In fourth grade, was an avid reader. I read book, upon book, upon book. I would get in trouble for reading in class and stay up all night reading. I’d show my teacher passages I found beautiful or funny (probably much to her annoyance.) Naturally, I soon picked up writing. After this discovery of writing, everything changed to the words that I wrote. I’d write story, upon story, upon story. I would get in trouble for writing in class. I’d write in my blue spiral notebook until late into the night. These stories were never anything special, just princess tales and large animals out to eat humans (think Johnathan Rand.) In the many years since the days of Mrs. Brock’s fourth grade class, I have refined my writing through both the quality and the process.
When I first start writing a paper, I try right off the bat to write an introduction. While maybe I do not have an idea as to where I am going to go in the paper, I find that it helps me get started with thinking about the many ideas I have for the piece. I sit down at my desk, my laptop open in front of me and just type. After this, if I’m having a good writing day, I will continue. On these good writing days, inspiration has hit and I can write to my heart’s content. My fingers fly across the keyboard as sentence after sentence comes spilling out of my brain. On my bad days, my brain scrambles for the next word in the sentence and I inevitably end up deciding to wait for another day. I am not a procrastinator, when it comes to papers, so this (normally) is fine.

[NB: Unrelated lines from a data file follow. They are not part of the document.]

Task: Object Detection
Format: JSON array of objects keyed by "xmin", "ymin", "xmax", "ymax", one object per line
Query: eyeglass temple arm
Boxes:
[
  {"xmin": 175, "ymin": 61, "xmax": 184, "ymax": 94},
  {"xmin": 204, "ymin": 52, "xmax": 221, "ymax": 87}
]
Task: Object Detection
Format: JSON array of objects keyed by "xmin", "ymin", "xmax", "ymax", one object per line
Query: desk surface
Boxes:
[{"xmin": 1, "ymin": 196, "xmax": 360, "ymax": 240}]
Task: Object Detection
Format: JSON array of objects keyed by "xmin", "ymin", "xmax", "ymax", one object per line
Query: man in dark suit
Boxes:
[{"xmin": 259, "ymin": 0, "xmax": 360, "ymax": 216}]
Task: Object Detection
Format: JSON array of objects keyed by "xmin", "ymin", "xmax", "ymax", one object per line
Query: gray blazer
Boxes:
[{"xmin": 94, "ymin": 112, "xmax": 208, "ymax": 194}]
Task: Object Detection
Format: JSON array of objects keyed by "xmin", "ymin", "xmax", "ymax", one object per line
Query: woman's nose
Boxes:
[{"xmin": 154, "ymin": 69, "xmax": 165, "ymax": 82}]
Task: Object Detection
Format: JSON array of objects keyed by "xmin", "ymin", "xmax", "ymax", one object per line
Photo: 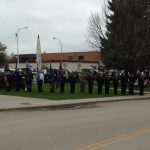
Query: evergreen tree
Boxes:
[
  {"xmin": 88, "ymin": 0, "xmax": 150, "ymax": 72},
  {"xmin": 0, "ymin": 42, "xmax": 7, "ymax": 67}
]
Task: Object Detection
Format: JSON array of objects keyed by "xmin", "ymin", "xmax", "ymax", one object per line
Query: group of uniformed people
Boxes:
[
  {"xmin": 46, "ymin": 69, "xmax": 148, "ymax": 96},
  {"xmin": 0, "ymin": 67, "xmax": 149, "ymax": 96},
  {"xmin": 79, "ymin": 70, "xmax": 148, "ymax": 96}
]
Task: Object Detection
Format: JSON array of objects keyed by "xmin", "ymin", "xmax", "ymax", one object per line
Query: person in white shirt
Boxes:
[{"xmin": 38, "ymin": 70, "xmax": 44, "ymax": 92}]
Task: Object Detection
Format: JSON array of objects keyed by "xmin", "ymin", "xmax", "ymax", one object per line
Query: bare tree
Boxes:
[{"xmin": 87, "ymin": 0, "xmax": 110, "ymax": 50}]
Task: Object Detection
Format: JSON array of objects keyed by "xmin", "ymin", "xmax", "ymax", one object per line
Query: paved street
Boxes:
[{"xmin": 0, "ymin": 100, "xmax": 150, "ymax": 150}]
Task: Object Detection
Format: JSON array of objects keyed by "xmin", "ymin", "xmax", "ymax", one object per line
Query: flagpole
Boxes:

The second draft of the paper goes into a new document where I start cutting and editing word after word, sentence after sentence. I ask the questions; “What if I moved that to a new spot?”; “How can I expand upon or explain this better?” I try to rework the writing into a more cohesive paper, especially if it was written in more than one day. I play no music while I write, it distracts me and makes it difficult for my brain to find words. The final draft is where I decide where my edits helped and where they hindered. This sometimes means reverting back to something in an older draft and sometimes means reworking a newer one. Overall, I find that this helps me understand what works and what does not.
I remember back in fourth grade, writing my stories, thinking that once I had finished a draft it meant it was done and ready to be published. That everything I wrote was worthy of a gold medal and if turned in would result in a “job well done.” Over the years, I have learned that the gold medal pieces come from gold medal effort and that “job well done” isn’t the same thing as a good product of writing. My writing habits are no longer jotting down “And then, and then, and then” sentences, they’ve evolved to multiple word documents and no music playing. The quality of my process has greatly increased.